From that early start in 1933, we could see what is all so familiar now: a mix of students, preachers and priests, professors and politicians, intervening in public places like plazas and outside Congress, to prove a political point.
If you look closely at the newsreel, there’s a sign held up by Protestant Churches: faith and politics have always mixed, not just for religious minorities but also the minority. Speaking in 1957, Senator Francisco “Soc” Rodrigo explained why, in a speech read recorded by Jaime del Mundo.
The children of those who trooped to P. Burgos drive in 1933 would march there again during the First Quarter Storm; their grandchildren were at Luneta and Edsa in 1986, motivated by what critics today call moralism but which then as now, has always simply been patriotism.
Joaquin “Chino” Roces, looking back at People Power in 1988, said it best. Here’s his remarks as recorded by Miguel Faustmann.
For the reasons Roces gave, the great-grandchildren of the 1933 rallyists were at the Edsa Shrine in 2001; and it seems their great great-great grandchildren will join in at the Luneta on December 17. Unless Pagcor reserves the Quirino grandstand again.
But if you had any doubt of how important public opinion is, Explainee, would you like to read this portion from our Constitution?
Section 3. The Congress may, by a vote of two-thirds of all its Members, call a constitutional convention, or by a majority vote of all its Members, submit to the electorate the question of calling such a convention.
It’s there in our Constitution, in plain language. Even something as democratic as a constitutional convention can be tempered by first subjecting it to public opinion.
When we return, we’ll ask our guest’s opinions on public opinion and political leadership.
Santayana famously said, those who don’t know history are condemned to repeat it. But what if you’re like representatives Villafuerte and Lagman, who have played their part in history? On opposite sides in the pre-Edsa fence, they have become birds of a feather flocking under the wing of the Speaker. And sharing in the disgust that’s energized the citizenry from North to South.

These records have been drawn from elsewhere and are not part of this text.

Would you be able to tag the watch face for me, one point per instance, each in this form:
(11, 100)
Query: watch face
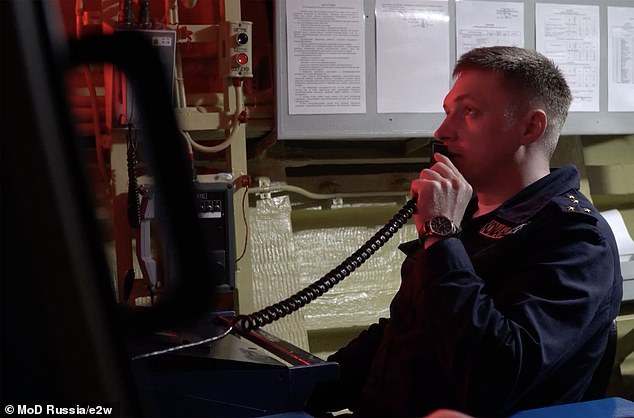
(440, 225)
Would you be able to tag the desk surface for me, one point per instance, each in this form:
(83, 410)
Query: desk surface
(603, 408)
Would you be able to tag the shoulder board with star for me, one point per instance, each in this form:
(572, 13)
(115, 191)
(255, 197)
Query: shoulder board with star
(574, 203)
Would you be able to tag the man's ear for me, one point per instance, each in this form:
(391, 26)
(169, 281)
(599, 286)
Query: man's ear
(534, 127)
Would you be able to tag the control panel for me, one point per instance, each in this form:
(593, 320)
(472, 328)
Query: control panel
(236, 49)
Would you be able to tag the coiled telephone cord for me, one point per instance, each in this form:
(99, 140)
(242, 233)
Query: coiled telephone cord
(270, 314)
(279, 310)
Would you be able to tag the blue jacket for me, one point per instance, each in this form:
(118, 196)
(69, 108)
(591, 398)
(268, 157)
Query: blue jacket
(513, 314)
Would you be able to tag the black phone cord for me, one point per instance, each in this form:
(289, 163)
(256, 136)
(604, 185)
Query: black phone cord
(279, 310)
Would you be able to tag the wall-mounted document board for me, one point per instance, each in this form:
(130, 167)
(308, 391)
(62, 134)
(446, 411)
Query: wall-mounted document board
(380, 68)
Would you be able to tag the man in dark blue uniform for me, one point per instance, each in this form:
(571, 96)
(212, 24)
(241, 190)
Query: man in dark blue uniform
(507, 297)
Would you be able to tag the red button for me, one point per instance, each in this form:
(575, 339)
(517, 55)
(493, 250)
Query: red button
(241, 59)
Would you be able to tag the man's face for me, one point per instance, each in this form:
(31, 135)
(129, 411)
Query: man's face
(481, 135)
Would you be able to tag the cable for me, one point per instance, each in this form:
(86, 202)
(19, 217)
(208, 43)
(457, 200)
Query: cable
(184, 346)
(308, 294)
(317, 196)
(233, 130)
(246, 224)
(279, 310)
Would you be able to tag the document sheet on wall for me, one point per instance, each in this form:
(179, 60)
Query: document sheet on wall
(569, 35)
(488, 23)
(326, 56)
(620, 59)
(412, 55)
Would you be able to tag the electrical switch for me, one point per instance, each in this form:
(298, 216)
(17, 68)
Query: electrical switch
(236, 49)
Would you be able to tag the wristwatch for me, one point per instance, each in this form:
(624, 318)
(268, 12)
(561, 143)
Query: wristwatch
(439, 226)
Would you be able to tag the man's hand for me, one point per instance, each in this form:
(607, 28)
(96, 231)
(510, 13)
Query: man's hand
(440, 190)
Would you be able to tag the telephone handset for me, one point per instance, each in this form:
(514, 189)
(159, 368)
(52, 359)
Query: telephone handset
(287, 306)
(270, 314)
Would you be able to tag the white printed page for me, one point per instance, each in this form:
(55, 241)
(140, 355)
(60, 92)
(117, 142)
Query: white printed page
(569, 35)
(412, 55)
(326, 56)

The British historian AJP Taylor remarked of Napoleon III that “like most of those who study history, he learned from the mistakes of the past how to make new ones.” In trying to return to the discredited Batasan Pambansa, its veterans in today’s House of Representatives mastered the rules but misjudged the public capacity to be outraged.
A wiser Congress in 1969, instead of imposing its will on the public, asked permission first. Asked in a plebiscite whether the people preferred a Constituent Assembly or a Convention, the people said they preferred a convention.
But until now, the people haven’t been asked anything. Remember that cartoon from the 20s with congressmen waving their guns around? What’s the difference between making a choice at gunpoint and being told we have a choice after all the shenanigans in the early morning hours at the House?
Anything railroaded isn’t a choice, it’s an imposition.